Here is the integral:
$$\int \frac{x^3}{(x^2+1)^2}dx$$
Now, I was trying $U = x^2+1 $, then $du = 2xdx$:
$$\int \frac{x^3}{u^2} \frac{du}{2x}$$
$$ \frac{1}{2}\int \frac{x^2}{u^2} du$$
How can I continue this integral? I would like to understand how to solve it only using substitution.
On
$$\frac{x^3dx}{(x^2+1)^2}$$ $$=\frac{1}{2}\frac{(x^2 + 1) d(x^2+1)}{(x^2+1)^2} -\frac{1}{2} \frac{d(x^2 +1)}{(x^2 + 1)^2}$$
It's just a question to see that $x^2 = (x^2+1) - 1$ (and $d(f(x)) = d(f(x) ± a)$ for a fix number $a$ (like $1$)).
On
$$\int\frac{x^2}{u^2}du=\int\frac{u-1}{u^2}du=\int(\frac{1}{u}-\frac{1}{u^2})du$$
Hope,now you will try .
On
Integration by parts $$ \begin{aligned} \int \frac{x^2}{\left(x^2+1\right)^2} d x&=-\frac{1}{2} \int x^2 d\left(\frac{1}{x^2+1}\right) \\ & =-\frac{x^2}{2\left(x^2+1\right)}+\int \frac{x}{x^2+1} d x \\ & =-\frac{x^2}{2\left(x^2+1\right)}+\frac{1}{2} \ln \left(x^2+1\right)+C_1 \\ O R&=\frac{1}{2\left(x^2+1\right)}+\frac{1}{2} \ln \left(x^2+1\right)+C_2 \end{aligned} $$
On
For a trig-sub approach, notice that a factor of the form $x^2+1$ in the denominator suggests the trig substitution $\color{blue}{\tan(\alpha)} = \color{blue}{x}$, since $\tan^2(\alpha) +1 = \sec^2(\alpha)$. Recalling that $\frac{\mathrm{d}}{\mathrm{d}\alpha}\tan(\alpha) = \sec^2(\alpha)$ we get \begin{align*} \int \frac{x^3}{\left(x^2+1\right)^2}\, \mathrm{d}x &= \int \frac{\tan^3(\alpha)}{\sec^4(\alpha)}\sec^2(\alpha) \, \mathrm{d}\alpha \\ & = \int \left(\cos(\alpha)-\frac{1}{\cos(\alpha)}\right)\left(-\sin(\alpha)\right) \, \mathrm{d}\alpha \\ & \overset{\color{purple}{u = \cos(\alpha)}}{=}\int u - \frac1{u} \, \mathrm{d}u\\ & = \frac{u^2}{2} -\ln(u) + C\\ & =\frac{1}{2(x^2+1)}+\frac12\ln\left(x^2+1\right)+C \end{align*} since $u = \cos(\arctan(x)) =$ $\frac{1}{\sqrt{x^2+1}}$.

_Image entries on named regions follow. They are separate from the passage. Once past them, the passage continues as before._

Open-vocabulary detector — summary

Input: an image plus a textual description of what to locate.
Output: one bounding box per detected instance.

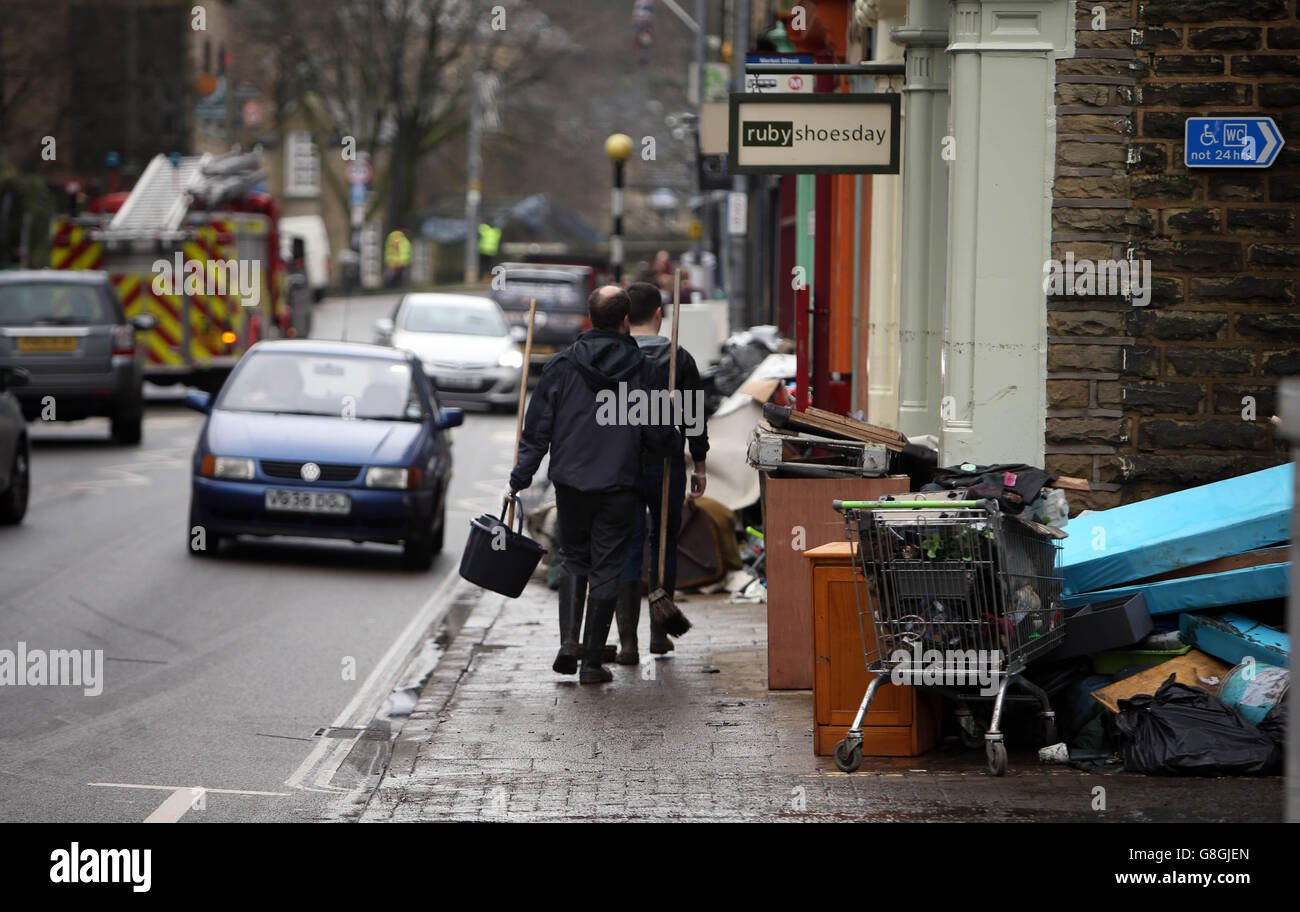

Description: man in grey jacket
[615,282,709,665]
[510,286,673,683]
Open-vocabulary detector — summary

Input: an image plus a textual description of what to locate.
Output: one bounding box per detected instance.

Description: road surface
[0,295,514,822]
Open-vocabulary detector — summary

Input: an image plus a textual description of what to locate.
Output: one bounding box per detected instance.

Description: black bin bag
[1108,674,1282,776]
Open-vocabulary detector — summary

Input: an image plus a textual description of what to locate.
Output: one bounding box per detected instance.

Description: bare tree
[241,0,572,232]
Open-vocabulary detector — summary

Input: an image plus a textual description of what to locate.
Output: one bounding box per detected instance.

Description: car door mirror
[185,390,212,414]
[0,368,31,392]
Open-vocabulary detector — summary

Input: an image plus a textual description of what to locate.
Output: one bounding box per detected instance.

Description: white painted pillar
[894,0,948,437]
[940,0,1075,465]
[863,0,909,427]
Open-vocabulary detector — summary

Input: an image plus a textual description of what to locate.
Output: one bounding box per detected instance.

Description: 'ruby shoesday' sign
[728,92,900,174]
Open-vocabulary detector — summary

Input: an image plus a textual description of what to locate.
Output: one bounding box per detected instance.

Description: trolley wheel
[835,738,862,773]
[984,741,1006,776]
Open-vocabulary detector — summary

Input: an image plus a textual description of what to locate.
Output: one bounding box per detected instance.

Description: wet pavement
[350,582,1283,821]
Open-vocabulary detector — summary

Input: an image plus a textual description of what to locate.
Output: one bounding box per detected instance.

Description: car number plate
[436,375,478,390]
[267,490,352,514]
[18,335,77,352]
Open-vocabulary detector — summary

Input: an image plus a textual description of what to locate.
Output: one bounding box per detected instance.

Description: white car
[374,294,524,408]
[280,216,330,301]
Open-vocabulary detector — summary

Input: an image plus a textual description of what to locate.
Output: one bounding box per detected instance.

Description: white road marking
[285,573,460,792]
[86,782,291,824]
[86,782,293,798]
[144,789,203,824]
[33,447,190,505]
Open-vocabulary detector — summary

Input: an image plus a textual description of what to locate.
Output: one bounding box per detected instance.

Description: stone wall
[1045,0,1300,508]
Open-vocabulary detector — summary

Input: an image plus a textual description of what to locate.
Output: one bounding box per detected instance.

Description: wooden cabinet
[805,542,940,757]
[762,475,910,690]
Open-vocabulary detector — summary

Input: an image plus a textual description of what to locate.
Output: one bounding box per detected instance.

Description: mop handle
[506,298,537,525]
[659,269,681,587]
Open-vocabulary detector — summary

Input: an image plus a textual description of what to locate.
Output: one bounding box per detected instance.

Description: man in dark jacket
[615,282,709,665]
[510,286,672,683]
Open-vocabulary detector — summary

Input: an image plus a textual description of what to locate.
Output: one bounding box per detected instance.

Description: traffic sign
[242,99,263,126]
[343,158,374,184]
[745,53,814,92]
[1183,116,1286,168]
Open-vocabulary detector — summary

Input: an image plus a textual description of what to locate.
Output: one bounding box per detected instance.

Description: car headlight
[365,465,411,488]
[199,453,254,481]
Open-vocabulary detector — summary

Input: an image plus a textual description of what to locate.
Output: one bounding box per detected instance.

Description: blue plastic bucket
[1219,661,1291,725]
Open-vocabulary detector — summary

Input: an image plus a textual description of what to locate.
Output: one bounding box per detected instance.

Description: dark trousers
[619,460,686,598]
[555,485,640,602]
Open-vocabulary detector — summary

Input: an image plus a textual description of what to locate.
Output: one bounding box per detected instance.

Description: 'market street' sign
[1183,116,1283,168]
[728,92,898,174]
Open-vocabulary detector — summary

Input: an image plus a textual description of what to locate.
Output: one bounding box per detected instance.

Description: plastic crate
[1092,646,1192,674]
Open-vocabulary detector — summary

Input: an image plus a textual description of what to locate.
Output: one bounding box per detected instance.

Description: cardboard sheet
[1092,650,1232,712]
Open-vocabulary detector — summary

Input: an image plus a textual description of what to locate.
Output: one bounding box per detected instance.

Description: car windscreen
[217,352,424,421]
[398,301,510,335]
[0,282,122,326]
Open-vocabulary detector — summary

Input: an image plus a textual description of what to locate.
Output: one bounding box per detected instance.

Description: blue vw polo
[186,339,463,569]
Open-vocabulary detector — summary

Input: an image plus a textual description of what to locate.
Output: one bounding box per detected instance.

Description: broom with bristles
[650,269,690,637]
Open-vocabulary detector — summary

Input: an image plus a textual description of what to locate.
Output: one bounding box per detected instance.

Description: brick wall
[1045,0,1300,508]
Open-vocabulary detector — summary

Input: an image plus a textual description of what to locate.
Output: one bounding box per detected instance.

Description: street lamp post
[605,133,632,282]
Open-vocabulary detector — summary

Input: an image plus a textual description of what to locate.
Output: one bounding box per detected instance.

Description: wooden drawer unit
[805,542,940,757]
[762,475,910,690]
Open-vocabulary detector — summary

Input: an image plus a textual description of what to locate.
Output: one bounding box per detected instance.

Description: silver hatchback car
[0,269,157,444]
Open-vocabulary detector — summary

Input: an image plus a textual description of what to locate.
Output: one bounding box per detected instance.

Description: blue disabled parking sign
[1183,117,1286,168]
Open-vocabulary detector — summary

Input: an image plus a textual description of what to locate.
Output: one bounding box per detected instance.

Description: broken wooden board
[1092,650,1232,712]
[763,403,907,451]
[1061,465,1295,594]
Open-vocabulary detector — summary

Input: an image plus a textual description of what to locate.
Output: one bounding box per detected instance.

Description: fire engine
[49,151,294,391]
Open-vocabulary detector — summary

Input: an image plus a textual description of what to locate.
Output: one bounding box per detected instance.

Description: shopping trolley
[833,491,1065,776]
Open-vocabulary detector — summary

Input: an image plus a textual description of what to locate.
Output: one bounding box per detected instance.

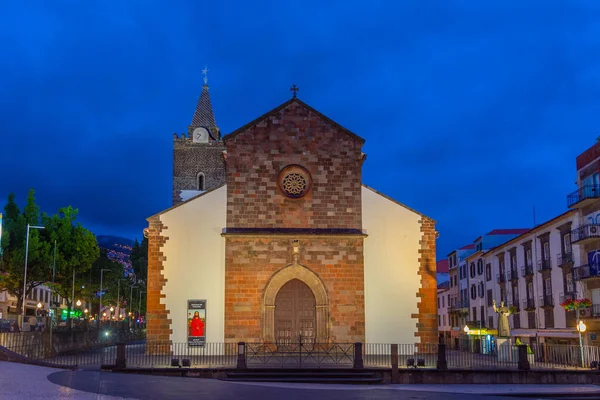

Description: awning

The previous solution can be even further condensed combining both substitutions and directly trying $ u = \frac{1}{\sqrt{x^2+1}}$. This gives $\mathrm{d}x = \left(\frac{\mathrm{d}}{\mathrm{d}u}\frac{\sqrt{1-u^2}}{u}\right)\mathrm{d}u = - \frac{1}{u^2 \sqrt{1-u^2}}\, \mathrm{d}u$, resulting in $$ \int \frac{x^3}{\left(x^2+1\right)^2}\, \mathrm{d}x = \int u - \frac 1u\, \mathrm{d}u =\frac{1}{2(x^2+1)}+\frac12\ln\left(x^2+1\right)+C $$
On
$$\begin{gathered}\;u={x}^{2}+1&\\\;\dfrac{1}{2}\,\mathrm{d}u=x\,\mathrm{d}x&\end{gathered}$$ $$\int{\dfrac{u-1}{2\,{u}^{2}}}{\;\mathrm{d}u}$$ $$\dfrac{1}{2}\int{\dfrac{1}{u}-\dfrac{1}{{u}^{2}}}{\;\mathrm{d}u}$$ $$\dfrac{1}{2}\left(\int{\dfrac{1}{u}}{\;\mathrm{d}u}-\int{\dfrac{1}{{u}^{2}}}{\;\mathrm{d}u}\right)=$$ $$=\dfrac{\ln\left(\left|u\right|\right)}{2}+\dfrac{1}{2\,u}$$ $$\dfrac{\ln\left({x}^{2}+1\right)}{2}+\dfrac{1}{2\,\left({x}^{2}+1\right)}$$
On
Another possible approach: \begin{align*} \int\frac{x^{3}}{(x^{2} + 1)^{2}}\mathrm{d}x & = \int\frac{\sinh^{3}(u)}{(\sinh^{2}(u) + 1)^{2}}\mathrm{d}(\sinh(u))\\ & = \int\frac{\sinh^{3}(u)}{\cosh^{3}(u)}\mathrm{d}u\\ & = \int\frac{(\cosh^{2}(u) - 1)}{\cosh^{3}(u)}\mathrm{d}(\cosh(u))\\ & = \int\frac{z^{2} - 1}{z^{3}}\mathrm{d}z\\ & = \ln|z| + \frac{1}{2z^{2}} + C\\ & = \ln|\cosh(u)| + \frac{1}{2\cosh^{2}(u)} + C\\ & = \frac{1}{2}\ln(x^{2} + 1) + \frac{1}{2(1 + x^{2})} + C \end{align*}
On
Using partial fraction decomposition and $u=x^2+1$ (so $du=2x dx$),
$$ \int \frac{x^3}{(x^2+1)^2}dx = \int \frac{x}{x^2+1}-\frac{x}{(x^2+1)^2} dx = \frac{1}{2}\left(\int \frac{du}{u} - \frac{du}{u^2} \right) = \frac{1}{2}\left(\ln|u|+\frac{1}{u}\right)+C $$
so $\int \frac{x^3}{(x^2+1)^2}dx = \frac{1}{2}\left(\ln(x^2+1)+\frac{1}{x^2+1}\right)+C $.
Let $\;\;x^2 +1=u$
So you now have, $$\frac{1}{2}\int \frac{u-1}{u^2}\mathrm{d}u$$
which can be integrated as $$\frac{1}{2}( \ln(u) +\frac{1}{u})$$
that is $$\frac{\ln(x^2+1)}{2} +\frac{1}{2(x^2+1)}+C$$
Where $C$ is an arbitrary constant.